Parmi les compagnies d’aventure québécoises, dont certaines s’approvisionnaient exclusivement en kayaks et accessoires chez Boréal Design, c’est aussi la surprise totale. « C’était un fournisseur que l’on aimait beaucoup. Tous les ans, nous achetions de nouveaux produits chez eux. Nos relations ont toujours été parfaites. Un rapport qualité-prix excellent », dit Sylvie Major, propriétaire de Fjord En kayak. Un sentiment partagé par Pierre Hersberger, président de Mer et Monde Écotour : « Je suis très surpris de cette nouvelle, qui arrive quasi du jour au lendemain. J’ai toujours connu Boréal Design comme une entreprise leader qui vendait beaucoup de kayaks et toujours à des prix qui correspondaient au marché. C’est une grande perte, car cette société avait permis de démocratiser le kayak de mer au Québec. Sur 100 kayaks sur l’eau, 90 étaient de Boréal Design. »

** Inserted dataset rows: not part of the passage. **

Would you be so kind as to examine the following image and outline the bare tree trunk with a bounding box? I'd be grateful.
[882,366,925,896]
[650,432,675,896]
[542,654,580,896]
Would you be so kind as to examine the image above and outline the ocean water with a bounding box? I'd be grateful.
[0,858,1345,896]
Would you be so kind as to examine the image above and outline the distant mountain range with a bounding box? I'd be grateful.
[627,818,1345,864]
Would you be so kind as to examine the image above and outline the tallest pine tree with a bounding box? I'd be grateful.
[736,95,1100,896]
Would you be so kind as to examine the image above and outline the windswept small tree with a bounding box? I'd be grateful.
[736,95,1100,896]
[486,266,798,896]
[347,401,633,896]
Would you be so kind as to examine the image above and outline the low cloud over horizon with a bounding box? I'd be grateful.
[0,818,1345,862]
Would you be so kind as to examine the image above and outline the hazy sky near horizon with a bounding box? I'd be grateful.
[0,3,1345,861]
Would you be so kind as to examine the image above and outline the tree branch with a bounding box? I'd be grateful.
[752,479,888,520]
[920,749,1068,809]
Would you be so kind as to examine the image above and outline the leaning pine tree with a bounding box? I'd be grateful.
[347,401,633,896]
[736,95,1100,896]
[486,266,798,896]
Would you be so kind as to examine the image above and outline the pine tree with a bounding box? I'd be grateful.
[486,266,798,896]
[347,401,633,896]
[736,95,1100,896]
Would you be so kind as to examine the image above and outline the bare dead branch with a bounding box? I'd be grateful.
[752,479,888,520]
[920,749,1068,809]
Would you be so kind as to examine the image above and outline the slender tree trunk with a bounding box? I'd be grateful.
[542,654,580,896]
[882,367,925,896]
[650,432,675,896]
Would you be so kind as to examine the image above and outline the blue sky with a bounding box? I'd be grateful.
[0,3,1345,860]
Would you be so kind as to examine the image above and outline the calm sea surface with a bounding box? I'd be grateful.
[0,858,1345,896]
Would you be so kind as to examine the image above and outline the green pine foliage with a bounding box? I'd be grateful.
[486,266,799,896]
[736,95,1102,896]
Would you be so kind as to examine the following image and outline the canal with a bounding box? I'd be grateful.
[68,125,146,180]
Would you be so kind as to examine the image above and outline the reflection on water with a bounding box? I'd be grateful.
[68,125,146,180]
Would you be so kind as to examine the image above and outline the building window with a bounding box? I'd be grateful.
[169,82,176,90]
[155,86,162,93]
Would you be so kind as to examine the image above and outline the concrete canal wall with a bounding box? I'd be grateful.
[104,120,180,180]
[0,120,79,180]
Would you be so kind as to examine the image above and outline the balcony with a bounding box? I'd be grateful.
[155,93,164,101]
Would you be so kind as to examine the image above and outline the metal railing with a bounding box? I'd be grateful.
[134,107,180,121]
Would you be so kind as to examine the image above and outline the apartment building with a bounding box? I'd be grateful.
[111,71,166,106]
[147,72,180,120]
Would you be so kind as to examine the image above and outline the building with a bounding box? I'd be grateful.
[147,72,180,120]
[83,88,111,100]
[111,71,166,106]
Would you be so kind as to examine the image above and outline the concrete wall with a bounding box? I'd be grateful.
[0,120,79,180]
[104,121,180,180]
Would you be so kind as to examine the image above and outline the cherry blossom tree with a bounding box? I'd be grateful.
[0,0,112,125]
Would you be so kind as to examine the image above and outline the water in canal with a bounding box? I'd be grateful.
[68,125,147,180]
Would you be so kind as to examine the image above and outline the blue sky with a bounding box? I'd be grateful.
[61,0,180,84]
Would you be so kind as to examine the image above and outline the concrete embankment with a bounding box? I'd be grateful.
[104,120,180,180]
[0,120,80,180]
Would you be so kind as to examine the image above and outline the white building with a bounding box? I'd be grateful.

Un dernier chapitre doit encore s’écrire avant de fermer définitivement le livre des aventures de Boréal Design. Un appel d’offres pour solder les actifs de la société a été publié. Trois lots sont en vente : les moules de fabrication des kayaks, le matériel et accessoires et la boutique. « Beaucoup d’entreprises sont intéressées, rapporte Éric Blouin. Plusieurs discussions sont en cours, mais aucun groupe n’a encore fait d’offres fermes et sérieuses. » Un mince espoir pour certains de voir perdurer le savoir-faire du manufacturier. « Je crois fermement au produit de chez nous, assure Franck Soucy. Boréal Design est une bonne marque, qui fabrique du bon matériel. Je ne peux pas croire que ces produits disparaissent... »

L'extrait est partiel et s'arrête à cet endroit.